Despite the rough start, the buyers got to work pretty soon after the opening bell rang to hammer out a solid gain for the market. When all was said and done, the S&P 500 finished the day up 0.66% at 2,080.62, after investors decided the sluggish February jobs numbers release on Friday would likely mean a delay and tempering of any impending rate hikes from the Federal Reserve.
Not every stock finished Monday in the black, though. Gannett Co., Inc. (NYSE:GCI), Southwest Airlines Co. (NYSE:LUV) and Hudson City Bancorp, Inc. (NASDAQ:HCBK) all lost ground for a variety of reasons.
Southwest Airlines (LUV)
Just for the record, most airline stocks — including majors like Delta Air Lines, Inc. (NYSE:DAL) and United Continental Holdings Inc. (NYSE:UAL) — were relatively deep in the red today.

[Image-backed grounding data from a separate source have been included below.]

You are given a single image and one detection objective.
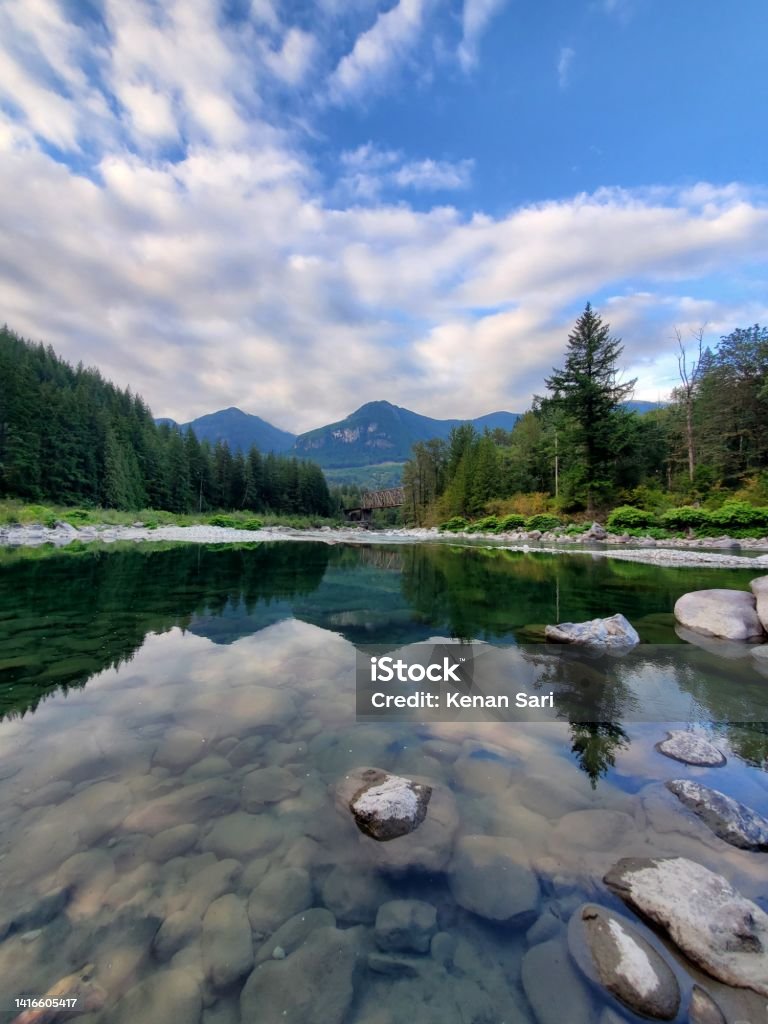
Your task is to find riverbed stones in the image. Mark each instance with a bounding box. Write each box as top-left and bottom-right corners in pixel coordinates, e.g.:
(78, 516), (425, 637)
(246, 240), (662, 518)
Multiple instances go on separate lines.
(604, 856), (768, 996)
(253, 908), (336, 965)
(522, 938), (596, 1024)
(247, 868), (313, 938)
(153, 728), (207, 771)
(655, 730), (726, 767)
(240, 926), (360, 1024)
(153, 909), (202, 962)
(567, 903), (680, 1020)
(123, 778), (237, 835)
(689, 985), (727, 1024)
(348, 768), (432, 841)
(750, 574), (768, 632)
(147, 824), (200, 862)
(201, 811), (283, 861)
(665, 779), (768, 850)
(448, 835), (539, 922)
(320, 865), (391, 924)
(374, 900), (437, 954)
(202, 894), (254, 990)
(113, 967), (202, 1024)
(241, 766), (301, 810)
(673, 589), (764, 640)
(185, 859), (243, 918)
(544, 613), (640, 648)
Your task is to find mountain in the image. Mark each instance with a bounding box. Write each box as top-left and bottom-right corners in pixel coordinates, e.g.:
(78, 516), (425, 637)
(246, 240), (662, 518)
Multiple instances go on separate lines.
(292, 400), (520, 468)
(623, 399), (666, 415)
(157, 407), (296, 453)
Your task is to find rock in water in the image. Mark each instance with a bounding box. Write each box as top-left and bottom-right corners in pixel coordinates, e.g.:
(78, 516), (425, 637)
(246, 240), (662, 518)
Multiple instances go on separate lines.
(750, 574), (768, 632)
(654, 731), (726, 767)
(202, 894), (254, 990)
(448, 835), (539, 922)
(665, 780), (768, 850)
(689, 985), (727, 1024)
(673, 589), (764, 641)
(604, 857), (768, 996)
(567, 903), (680, 1020)
(544, 613), (640, 648)
(348, 768), (431, 841)
(374, 900), (437, 954)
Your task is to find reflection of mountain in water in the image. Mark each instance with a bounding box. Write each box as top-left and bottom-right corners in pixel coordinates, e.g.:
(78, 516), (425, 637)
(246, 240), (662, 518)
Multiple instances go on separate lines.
(2, 540), (767, 777)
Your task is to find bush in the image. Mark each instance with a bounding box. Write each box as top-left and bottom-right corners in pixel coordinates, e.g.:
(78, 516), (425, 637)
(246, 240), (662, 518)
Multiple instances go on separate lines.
(439, 516), (469, 532)
(64, 508), (93, 523)
(708, 501), (768, 532)
(208, 514), (239, 528)
(606, 505), (654, 531)
(242, 518), (263, 531)
(565, 523), (590, 535)
(23, 504), (58, 528)
(495, 513), (526, 532)
(660, 506), (712, 530)
(525, 514), (561, 532)
(466, 515), (500, 533)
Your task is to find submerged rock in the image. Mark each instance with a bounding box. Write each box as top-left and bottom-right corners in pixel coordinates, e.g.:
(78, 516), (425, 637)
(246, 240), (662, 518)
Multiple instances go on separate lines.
(448, 835), (539, 923)
(689, 985), (727, 1024)
(247, 868), (313, 938)
(604, 856), (768, 996)
(665, 779), (768, 850)
(544, 613), (640, 648)
(202, 894), (254, 990)
(673, 589), (764, 641)
(567, 903), (680, 1020)
(348, 768), (432, 841)
(522, 938), (596, 1024)
(113, 967), (201, 1024)
(374, 900), (437, 954)
(654, 730), (726, 767)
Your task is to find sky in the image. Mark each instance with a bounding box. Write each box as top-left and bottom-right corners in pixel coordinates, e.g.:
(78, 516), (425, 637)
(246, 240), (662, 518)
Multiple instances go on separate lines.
(0, 0), (767, 432)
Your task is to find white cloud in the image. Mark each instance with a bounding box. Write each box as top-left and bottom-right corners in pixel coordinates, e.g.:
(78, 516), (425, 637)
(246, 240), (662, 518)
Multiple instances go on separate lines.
(265, 28), (317, 85)
(557, 46), (574, 89)
(339, 143), (473, 197)
(328, 0), (431, 103)
(458, 0), (507, 72)
(393, 158), (473, 190)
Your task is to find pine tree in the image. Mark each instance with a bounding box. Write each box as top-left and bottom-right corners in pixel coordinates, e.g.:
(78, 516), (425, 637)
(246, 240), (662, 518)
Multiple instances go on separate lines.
(545, 304), (636, 510)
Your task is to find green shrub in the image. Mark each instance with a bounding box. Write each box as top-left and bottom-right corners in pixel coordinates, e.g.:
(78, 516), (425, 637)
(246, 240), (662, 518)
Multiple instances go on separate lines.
(23, 504), (58, 528)
(708, 501), (768, 532)
(495, 513), (526, 532)
(606, 505), (654, 531)
(525, 514), (561, 532)
(439, 516), (469, 532)
(565, 523), (590, 535)
(208, 514), (239, 528)
(660, 506), (712, 530)
(466, 515), (500, 533)
(242, 518), (263, 531)
(65, 509), (93, 523)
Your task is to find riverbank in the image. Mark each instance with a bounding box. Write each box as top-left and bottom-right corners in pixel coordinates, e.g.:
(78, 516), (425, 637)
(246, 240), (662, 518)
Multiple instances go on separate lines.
(3, 520), (768, 569)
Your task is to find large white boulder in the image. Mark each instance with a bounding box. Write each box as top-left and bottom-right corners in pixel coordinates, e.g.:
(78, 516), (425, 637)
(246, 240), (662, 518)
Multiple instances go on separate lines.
(545, 613), (639, 648)
(749, 575), (768, 632)
(673, 589), (764, 641)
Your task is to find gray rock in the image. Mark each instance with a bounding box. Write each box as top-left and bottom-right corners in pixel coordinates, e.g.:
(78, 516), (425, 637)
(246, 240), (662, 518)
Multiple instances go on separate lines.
(240, 926), (360, 1024)
(254, 908), (336, 965)
(585, 522), (608, 540)
(674, 589), (764, 641)
(0, 886), (70, 940)
(123, 778), (237, 835)
(367, 952), (421, 977)
(604, 856), (768, 996)
(522, 938), (596, 1024)
(153, 727), (207, 771)
(227, 735), (267, 768)
(241, 766), (301, 810)
(689, 985), (727, 1024)
(185, 859), (243, 918)
(113, 967), (202, 1024)
(201, 811), (283, 861)
(750, 574), (768, 632)
(202, 894), (254, 990)
(568, 903), (680, 1020)
(347, 768), (432, 841)
(665, 779), (768, 850)
(320, 865), (391, 924)
(247, 868), (313, 938)
(374, 900), (437, 954)
(147, 824), (200, 862)
(153, 909), (202, 962)
(655, 730), (726, 767)
(448, 835), (539, 922)
(545, 613), (640, 648)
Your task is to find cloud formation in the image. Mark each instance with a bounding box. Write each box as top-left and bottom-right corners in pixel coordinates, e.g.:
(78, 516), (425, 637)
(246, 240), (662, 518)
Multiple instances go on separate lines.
(458, 0), (508, 71)
(0, 0), (766, 434)
(557, 46), (575, 89)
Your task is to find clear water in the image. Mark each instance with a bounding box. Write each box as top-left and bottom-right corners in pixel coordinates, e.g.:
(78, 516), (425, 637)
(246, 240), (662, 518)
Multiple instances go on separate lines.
(0, 542), (766, 1023)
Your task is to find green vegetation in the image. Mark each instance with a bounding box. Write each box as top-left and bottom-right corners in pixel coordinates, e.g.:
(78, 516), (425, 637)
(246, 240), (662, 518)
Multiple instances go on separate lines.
(403, 306), (768, 534)
(0, 326), (333, 518)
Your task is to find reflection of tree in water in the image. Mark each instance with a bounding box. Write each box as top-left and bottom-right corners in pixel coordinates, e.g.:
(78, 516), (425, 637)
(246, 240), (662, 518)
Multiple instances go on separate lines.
(718, 722), (768, 770)
(528, 651), (633, 787)
(0, 543), (329, 720)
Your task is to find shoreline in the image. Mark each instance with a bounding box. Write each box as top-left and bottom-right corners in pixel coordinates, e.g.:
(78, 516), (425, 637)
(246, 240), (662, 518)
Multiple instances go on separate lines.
(2, 521), (768, 570)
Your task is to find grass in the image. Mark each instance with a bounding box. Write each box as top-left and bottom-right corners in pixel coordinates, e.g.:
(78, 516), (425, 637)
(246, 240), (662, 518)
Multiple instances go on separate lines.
(0, 499), (344, 531)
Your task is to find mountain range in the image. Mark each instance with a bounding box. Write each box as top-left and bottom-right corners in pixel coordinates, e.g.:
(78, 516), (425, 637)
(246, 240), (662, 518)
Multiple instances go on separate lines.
(159, 398), (662, 483)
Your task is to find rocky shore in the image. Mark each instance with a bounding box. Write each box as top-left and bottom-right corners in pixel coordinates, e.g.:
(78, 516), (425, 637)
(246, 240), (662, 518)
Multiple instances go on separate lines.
(3, 519), (768, 570)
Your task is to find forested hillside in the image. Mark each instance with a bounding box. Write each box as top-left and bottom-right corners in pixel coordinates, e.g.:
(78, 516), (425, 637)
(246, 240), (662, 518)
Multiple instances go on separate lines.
(403, 307), (768, 524)
(0, 326), (332, 515)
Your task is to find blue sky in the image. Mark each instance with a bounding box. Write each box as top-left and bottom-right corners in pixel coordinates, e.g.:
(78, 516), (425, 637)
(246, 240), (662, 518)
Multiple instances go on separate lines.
(0, 0), (766, 430)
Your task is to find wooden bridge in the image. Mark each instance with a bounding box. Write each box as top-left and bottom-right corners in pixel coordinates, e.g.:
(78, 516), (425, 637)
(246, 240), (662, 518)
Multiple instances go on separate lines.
(344, 487), (404, 524)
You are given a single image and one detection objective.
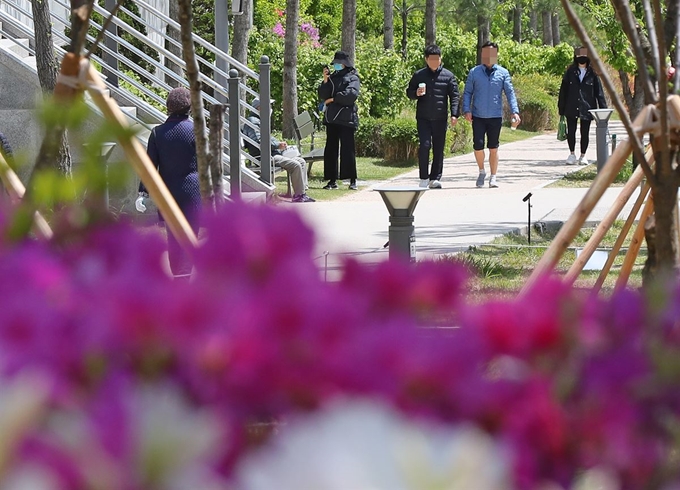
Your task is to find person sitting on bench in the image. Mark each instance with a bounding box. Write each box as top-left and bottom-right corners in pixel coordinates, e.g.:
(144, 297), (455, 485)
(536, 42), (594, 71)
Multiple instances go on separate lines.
(242, 98), (315, 203)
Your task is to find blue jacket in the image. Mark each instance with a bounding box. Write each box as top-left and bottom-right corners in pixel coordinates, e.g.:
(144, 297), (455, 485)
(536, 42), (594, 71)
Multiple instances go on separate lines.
(463, 64), (519, 119)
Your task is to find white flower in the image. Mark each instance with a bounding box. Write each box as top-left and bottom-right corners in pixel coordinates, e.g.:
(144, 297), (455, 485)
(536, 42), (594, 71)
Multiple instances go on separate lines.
(235, 398), (512, 490)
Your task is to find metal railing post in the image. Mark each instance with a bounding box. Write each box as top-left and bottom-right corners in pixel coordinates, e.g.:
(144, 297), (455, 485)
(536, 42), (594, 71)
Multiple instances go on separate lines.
(259, 55), (272, 185)
(214, 0), (229, 104)
(228, 68), (242, 199)
(103, 0), (118, 87)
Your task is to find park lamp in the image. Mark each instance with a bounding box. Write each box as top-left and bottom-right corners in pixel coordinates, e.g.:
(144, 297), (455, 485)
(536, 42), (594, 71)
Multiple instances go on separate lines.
(589, 108), (614, 173)
(374, 186), (428, 262)
(84, 141), (117, 207)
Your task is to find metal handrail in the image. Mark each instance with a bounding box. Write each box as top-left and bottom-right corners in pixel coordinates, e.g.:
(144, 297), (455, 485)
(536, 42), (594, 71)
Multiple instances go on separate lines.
(0, 0), (275, 191)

Southwest Airlines was the worst of the worst, however, with LUV losing more than 4% of its value.
The pullback was spurred by a sharp rise in the price of oil, which indirectly suggests the price of jet fuel is headed higher as well.
Airline stocks have been flying high since the middle of last year, when oil prices started what would become a significant downturn. LUV gained more than 60% between August and January’s peak, as crude made its way from a June high near $107 per barrel to a low near $44 hit last month.
Crude’s starting to act like it wants to recover, with today’s 5.8% pop serving as another piece of evidence. That means higher fuel expenses for spoiled airline investors, especially Southwest Airlines shareholders today.
Hudson City Bancorp (HCBK)
In retrospect, the only thing that was truly surprising about today’s news from Hudson City Bancorp was that investors were somehow surprised enough to spur a nearly 7% plunge in the price of HCBK shares.
The news: The proposed merger of Hudson City Bancorp and M&T Bank isn’t going to happen — at least not yet — because the Federal Reserve will be unable to review the relevant details of the deal before the intended completion date of April 30.
Why wouldn’t the delay be a surprise? Well, because the deal was made in 2012 and originally slated for completion in 2013, yet the Fed has raised stymieing concerns several times in the meantime. Add another one to the list of merger setbacks HCBK investors can lament.
Gannett Co. (GCI)
Most of the time, a downgrade means an already-weak stock is pressured even lower. Every once in a while, though, a downgrade can upend a rising stock that has become a little too hot for its own good.
Just ask anyone who owned Gannett Co. before today. After a 17% runup in the value of GCI since the beginning of the year, a downgrade from FBR Capital stopped the rally in its tracks and sent GCI down 5% on Monday.
FBR analyst William Bird lowered his rating on Gannett from an outperform to a market-perform, though maintained his price target of $38 for GCI. Bird explained:
“Our outperform thesis was built on [Gannett’s] previously wide discount to its sum-of-the-parts valuation. Based on our estimates, the gap has largely closed. We also see fundamental factors that could hamper performance. Street estimates and valuations do not appear to capture public company costs and large reverse contracts to be renegotiated in 2016 [with CBS] and 2017 [with NBC].”
As of this writing, James Brumley did not hold a position in any of the aforementioned securities.